Probabilistic Use of High Frequency Words Helps Language Acquisition.
Frost, R. L. A., Monaghan, P., & Christiansen, M. H. (2017). Probabilistic Use of High Frequency Words Helps Language Acquisition. Poster presented at the 23rd Annual Conference on Architectures and Mechanisms for Language Processing (AMLaP), Lancaster, UK.
High-frequency words have been found to benefit speech segmentation (Bortfeld, Morgan, Golinkoff, & Rathbun, 2005) and grammatical categorisation (Monaghan, Christiansen, & Chater, 2007), with recent research suggesting learners may be able to draw on these cues for both types of task at the same time (Frost, Monaghan & Christiansen, 2016). For instance, in English “the” occurs frequently, punctuating sequences of words in speech, and “the” also reliably precedes nouns – thereby providing grammatical category information, while also possibly assisting segmentation. Previous studies have tested the effect of high-frequency words on language acquisition by presenting them reliably within the experimental language, however natural language contains noise and variability that may provide further opportunities for robust learning (Monaghan, 2017).
We tested the effect of variability on learning by familiarising adults with continuous speech comprising repetitions of target words, which were preceded by one of two high-frequency marker words 100%, 67%, or 33% of the time, with marker words distinguishing targets into two otherwise unidentifiable categories. Participants completed a 2AFC speech segmentation task, and a similarity judgement categorisation test, followed by a cross-situational word learning task where target words from the training speech were mapped onto actions and objects depicting two different grammatical categories (nouns and verbs), presented across multiple trials.
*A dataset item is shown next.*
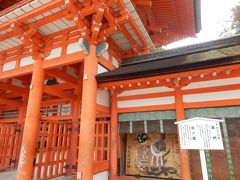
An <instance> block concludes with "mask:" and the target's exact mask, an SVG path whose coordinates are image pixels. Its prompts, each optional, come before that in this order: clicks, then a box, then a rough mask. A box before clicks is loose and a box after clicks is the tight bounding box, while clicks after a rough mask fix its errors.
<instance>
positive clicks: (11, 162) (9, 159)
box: [0, 123, 21, 170]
Critically, labelling was either consistent or inconsistent with the distributional categories (between subjects), to examine whether learners drew on the statistics of the input during subsequent language use. Participants also completed a vocabulary test, which assessed which mappings they had learned.
There was a clear advantage of variability, with the 67% group performing best on measures of segmentation (100%: M = .62, SE = .03; 67%: M = .71, SE = .03; 33%: M = .67, SE = .02) and categorisation - giving significantly higher similarity ratings to test pairs containing items from the same (M = 3.80, SE = .17) versus different (M = 3.62, SE = .16) grammatical categories (t (23) = 2.194, p = .039). Data from the vocabulary test indicated that all conditions were better able to map target words onto nouns (overall M = .693, SE = .03) than verbs (overall M = .59, SE = .03, t (71) = 3.146, p = .002), but trends in the means indicated learning of verbs was better when target words labelled nouns and verbs in a way that was consistent (M =.63, SE = .035) rather than inconsistent (M = .55, SE = .038) with the distributional category distinction (though this difference was not significant, t (70), 1.461 p = .149). The data indicate that variability can help learners draw on the same high-frequency words during speech segmentation and grammatical categorisation. Further, findings suggest high frequency marker words denoting distributional categories may be especially helpful for learning of verbs.